Assembleias legislativas de todo o país avançaram nos últimos meses em aprovar a organização de agrupamentos municipais em regiões, para facilitar novos contratos. No entanto, ainda não fica claro como a gestão destes blocos regionais vai se dar nos diferentes estados do Brasil e como os projetos passarão a ser modelados, diz o sócio da Radar PPP.

“Essa lei também impede que o município celebre contratos de programa com a companhia estadual, e as formas de privatização são danosas para a sociedade. É uma lei que não prevê controle social, portanto, não sabemos de quem cobrar as promessas não cumpridas”, diz Furigo.

Além disso, o governo também precisa dotar a ANA (Agência Nacional de Água e Saneamento) de funcionários qualificados para emitir novas normas para o setor.

Uma das promessas que ainda precisa se mostrar viável é a entrada de novas modalidades de aportes de recursos, que ajudem a desafogar os orçamentos de cidades e estados.

Nesse sentido, um movimento feito pelo próprio mercado financeiro é o financiamento de empresas de saneamento pela via de debêntures (título emitido para captar investimentos) incentivadas, que são isentas de impostos, tornando-se um bom atrativo para o investidor, lembra Luna.

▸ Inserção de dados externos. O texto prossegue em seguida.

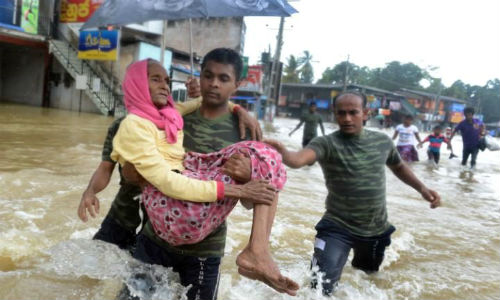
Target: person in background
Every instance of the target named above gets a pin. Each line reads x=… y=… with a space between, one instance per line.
x=406 y=143
x=311 y=120
x=123 y=219
x=353 y=160
x=435 y=140
x=472 y=130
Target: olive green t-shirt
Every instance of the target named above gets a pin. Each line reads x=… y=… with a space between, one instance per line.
x=354 y=171
x=311 y=122
x=124 y=208
x=203 y=135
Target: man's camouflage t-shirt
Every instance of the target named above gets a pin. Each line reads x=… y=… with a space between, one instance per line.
x=354 y=171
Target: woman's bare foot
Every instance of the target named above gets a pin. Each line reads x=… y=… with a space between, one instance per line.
x=261 y=266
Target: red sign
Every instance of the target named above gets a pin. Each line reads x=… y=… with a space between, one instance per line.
x=77 y=11
x=253 y=81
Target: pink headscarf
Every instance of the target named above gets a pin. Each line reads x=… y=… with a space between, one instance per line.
x=138 y=102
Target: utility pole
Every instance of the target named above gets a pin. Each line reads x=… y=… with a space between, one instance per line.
x=163 y=42
x=346 y=73
x=273 y=89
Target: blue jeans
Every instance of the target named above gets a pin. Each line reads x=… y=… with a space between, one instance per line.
x=472 y=151
x=114 y=233
x=331 y=249
x=201 y=272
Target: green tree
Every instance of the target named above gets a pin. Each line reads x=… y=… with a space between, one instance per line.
x=306 y=69
x=458 y=90
x=396 y=75
x=436 y=86
x=356 y=74
x=291 y=70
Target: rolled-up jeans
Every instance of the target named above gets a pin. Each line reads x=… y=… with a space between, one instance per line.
x=472 y=151
x=331 y=249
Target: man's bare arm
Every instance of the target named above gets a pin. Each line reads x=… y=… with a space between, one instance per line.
x=293 y=159
x=98 y=182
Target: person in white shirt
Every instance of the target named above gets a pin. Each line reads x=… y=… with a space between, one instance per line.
x=406 y=143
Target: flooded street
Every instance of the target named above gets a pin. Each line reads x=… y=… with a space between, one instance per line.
x=48 y=156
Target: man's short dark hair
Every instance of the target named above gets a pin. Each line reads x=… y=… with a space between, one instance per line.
x=469 y=110
x=225 y=56
x=351 y=92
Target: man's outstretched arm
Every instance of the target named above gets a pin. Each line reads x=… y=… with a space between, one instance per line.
x=405 y=174
x=98 y=182
x=293 y=159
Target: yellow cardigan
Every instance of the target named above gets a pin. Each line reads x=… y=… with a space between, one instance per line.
x=141 y=143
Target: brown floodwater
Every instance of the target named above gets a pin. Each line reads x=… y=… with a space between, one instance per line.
x=47 y=157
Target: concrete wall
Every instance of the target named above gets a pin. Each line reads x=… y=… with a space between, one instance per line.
x=22 y=71
x=68 y=98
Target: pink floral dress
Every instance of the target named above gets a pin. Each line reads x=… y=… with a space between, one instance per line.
x=184 y=222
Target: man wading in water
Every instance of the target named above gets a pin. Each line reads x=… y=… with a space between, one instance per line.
x=353 y=161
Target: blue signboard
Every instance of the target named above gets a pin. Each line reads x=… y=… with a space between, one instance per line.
x=320 y=103
x=457 y=107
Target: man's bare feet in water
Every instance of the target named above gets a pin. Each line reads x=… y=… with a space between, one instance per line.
x=261 y=266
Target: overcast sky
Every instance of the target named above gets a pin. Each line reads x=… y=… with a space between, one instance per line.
x=460 y=37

Roberto Nucci, especialista em Direito Administrativo pela PUC-SP, acrescenta a necessidade de um projeto nacional para recuperação da economia, como ponto de partida para avanço no acesso universal ao saneamento básico. “O papel de um Estado estratégico, fomentador de obras de infraestrutura, inclusive na área do saneamento, poderá gerar riqueza e empregos. Devemos valorizar a experiência das empresas estaduais e municipais nesta área.”

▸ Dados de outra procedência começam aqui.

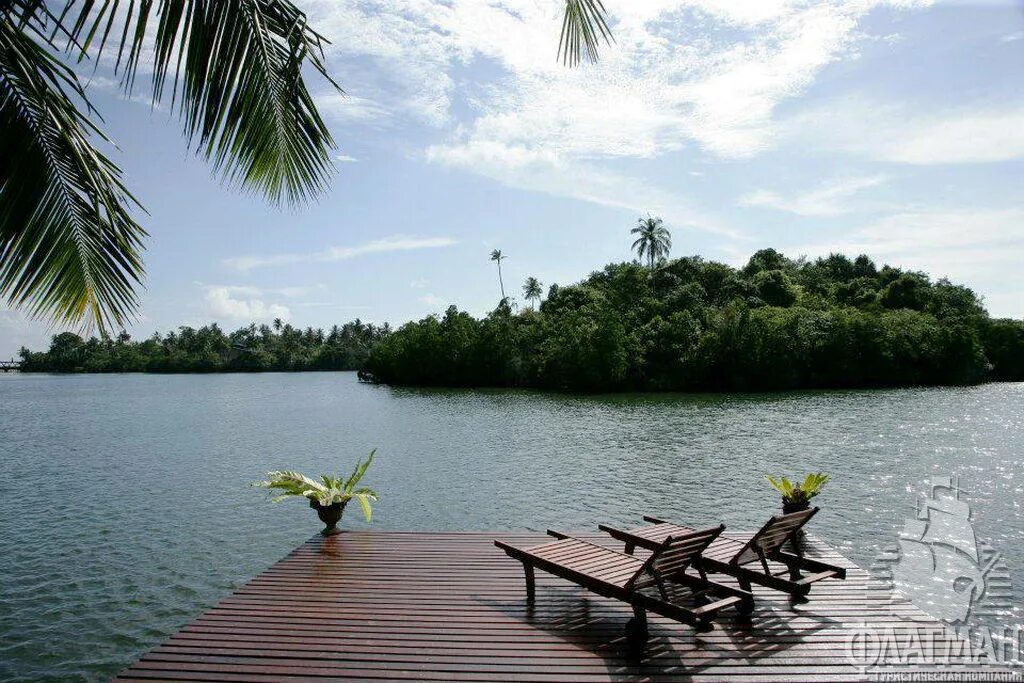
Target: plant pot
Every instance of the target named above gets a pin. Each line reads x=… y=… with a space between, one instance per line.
x=795 y=507
x=330 y=515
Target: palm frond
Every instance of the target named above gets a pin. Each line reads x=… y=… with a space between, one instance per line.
x=70 y=249
x=365 y=501
x=236 y=74
x=583 y=22
x=360 y=470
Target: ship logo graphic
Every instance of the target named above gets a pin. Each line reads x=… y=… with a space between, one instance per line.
x=940 y=565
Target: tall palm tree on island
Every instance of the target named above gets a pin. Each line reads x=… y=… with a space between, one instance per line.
x=531 y=290
x=498 y=256
x=654 y=241
x=71 y=248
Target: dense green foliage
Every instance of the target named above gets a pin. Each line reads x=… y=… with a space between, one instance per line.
x=696 y=325
x=208 y=349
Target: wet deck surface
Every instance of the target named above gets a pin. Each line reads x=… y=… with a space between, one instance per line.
x=375 y=605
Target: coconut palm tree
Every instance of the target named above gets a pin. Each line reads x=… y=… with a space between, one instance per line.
x=654 y=241
x=497 y=255
x=531 y=290
x=70 y=243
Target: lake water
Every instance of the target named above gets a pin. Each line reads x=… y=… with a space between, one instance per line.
x=124 y=510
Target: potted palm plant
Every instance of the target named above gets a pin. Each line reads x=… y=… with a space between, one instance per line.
x=328 y=497
x=797 y=497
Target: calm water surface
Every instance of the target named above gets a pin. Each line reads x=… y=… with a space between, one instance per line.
x=124 y=510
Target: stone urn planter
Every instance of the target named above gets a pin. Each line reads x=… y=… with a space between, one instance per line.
x=330 y=515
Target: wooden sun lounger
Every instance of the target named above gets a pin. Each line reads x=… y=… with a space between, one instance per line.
x=747 y=560
x=646 y=585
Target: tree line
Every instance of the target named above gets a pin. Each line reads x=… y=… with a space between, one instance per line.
x=279 y=347
x=694 y=325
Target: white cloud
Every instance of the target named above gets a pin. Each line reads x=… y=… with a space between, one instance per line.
x=682 y=73
x=898 y=134
x=433 y=301
x=348 y=110
x=220 y=302
x=830 y=199
x=252 y=291
x=391 y=244
x=547 y=172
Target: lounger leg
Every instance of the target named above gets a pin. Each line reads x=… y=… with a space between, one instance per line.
x=636 y=628
x=530 y=591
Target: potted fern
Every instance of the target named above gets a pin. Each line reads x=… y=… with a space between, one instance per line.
x=797 y=497
x=328 y=497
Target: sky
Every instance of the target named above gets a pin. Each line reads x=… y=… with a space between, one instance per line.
x=892 y=128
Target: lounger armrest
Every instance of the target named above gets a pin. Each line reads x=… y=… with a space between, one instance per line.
x=513 y=551
x=563 y=537
x=617 y=534
x=808 y=564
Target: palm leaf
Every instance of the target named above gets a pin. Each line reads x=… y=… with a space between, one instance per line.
x=582 y=23
x=70 y=249
x=69 y=246
x=237 y=68
x=365 y=504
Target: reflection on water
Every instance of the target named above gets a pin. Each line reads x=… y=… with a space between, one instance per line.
x=124 y=509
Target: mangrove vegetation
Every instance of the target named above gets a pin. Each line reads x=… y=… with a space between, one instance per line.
x=278 y=347
x=694 y=325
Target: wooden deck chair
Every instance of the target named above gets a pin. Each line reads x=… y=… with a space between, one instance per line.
x=747 y=560
x=646 y=585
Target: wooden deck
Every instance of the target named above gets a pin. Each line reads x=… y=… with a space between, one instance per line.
x=451 y=607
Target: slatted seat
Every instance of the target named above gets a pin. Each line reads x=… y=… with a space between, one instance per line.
x=643 y=584
x=745 y=560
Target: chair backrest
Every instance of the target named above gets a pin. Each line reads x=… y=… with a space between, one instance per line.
x=673 y=556
x=772 y=536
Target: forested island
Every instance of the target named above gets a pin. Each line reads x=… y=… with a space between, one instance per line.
x=685 y=325
x=264 y=348
x=699 y=326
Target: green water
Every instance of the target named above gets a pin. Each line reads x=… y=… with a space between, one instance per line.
x=124 y=510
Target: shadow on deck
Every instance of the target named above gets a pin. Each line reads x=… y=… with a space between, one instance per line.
x=371 y=605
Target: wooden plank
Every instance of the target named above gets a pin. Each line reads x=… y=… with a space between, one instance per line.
x=374 y=606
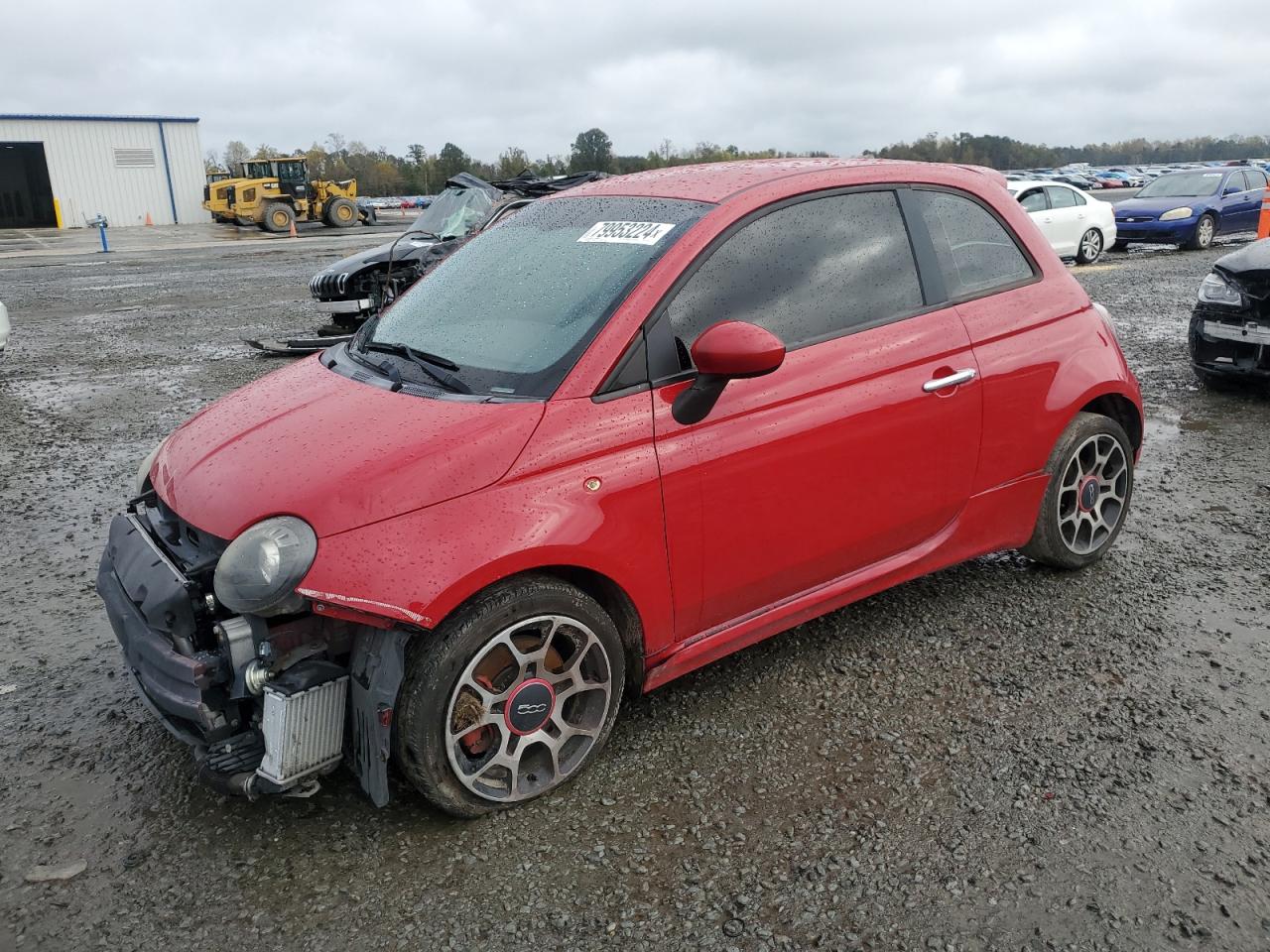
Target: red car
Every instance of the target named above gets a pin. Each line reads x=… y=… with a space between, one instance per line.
x=624 y=433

Em resíduos sólidos, Ribeiro, da Radar PPP, cita os exemplos de Campos do Jordão (SP) e Guarantã do Norte (MT), que também alcançaram a assinatura de contrato após modelagem por PMI.

Também há exemplos de municípios ainda na etapa de estruturação, como Erechim (RS), com um projeto de água e esgoto em licitação, Porto Velho (RO), com um de água e esgoto em consulta pública e Foz do Iguaçu (PR), com um de resíduos sólidos em licitação.

Os investimentos em saneamento têm conexão direta com a prevenção na área da saúde, uma vez que significa uma economia de recursos a serem alocados nesta área, no combate de doenças e endemias, e de preservação ambiental, lembra Nucci.

“Os contratos de concessão celebrados até agora são frutos de projetos estruturados, principalmente no âmbito do BNDES”, diz. “Mas com o marco, abriu-se uma janela de oportunidades para a iniciativa privada e os fundos de investimentos, inclusive internacionais.”

O principal ponto da nova lei é o fim do “contrato programa”. “Agora, as empresas estatais devem se submeter ao processo licitatório da mesma forma que empresas privadas, aumentando a competição e o retorno à população”, diz Daniel Gabrilli de Godoy, sócio de Orizzo Marques Advogados.

As estimativas do governo apontam que o novo marco deve injetar entre R$ 500 bilhões e R$ 700 bilhões no setor nos próximos dez anos.

Tido como uma das prioridades da equipe do ministro Paulo Guedes (Economia), o marco legal do saneamento ampliou as possibilidades de entrada das empresas privadas na prestação de serviços do setor.

O projeto busca a universalização do saneamento básico até 2033, cobertura de 99% para o fornecimento de água potável e de 90% para coleta e tratamento de esgoto.

Os prazos podem ser estendidos até 2040, desde que se apresentem justificativas para o não atingimento.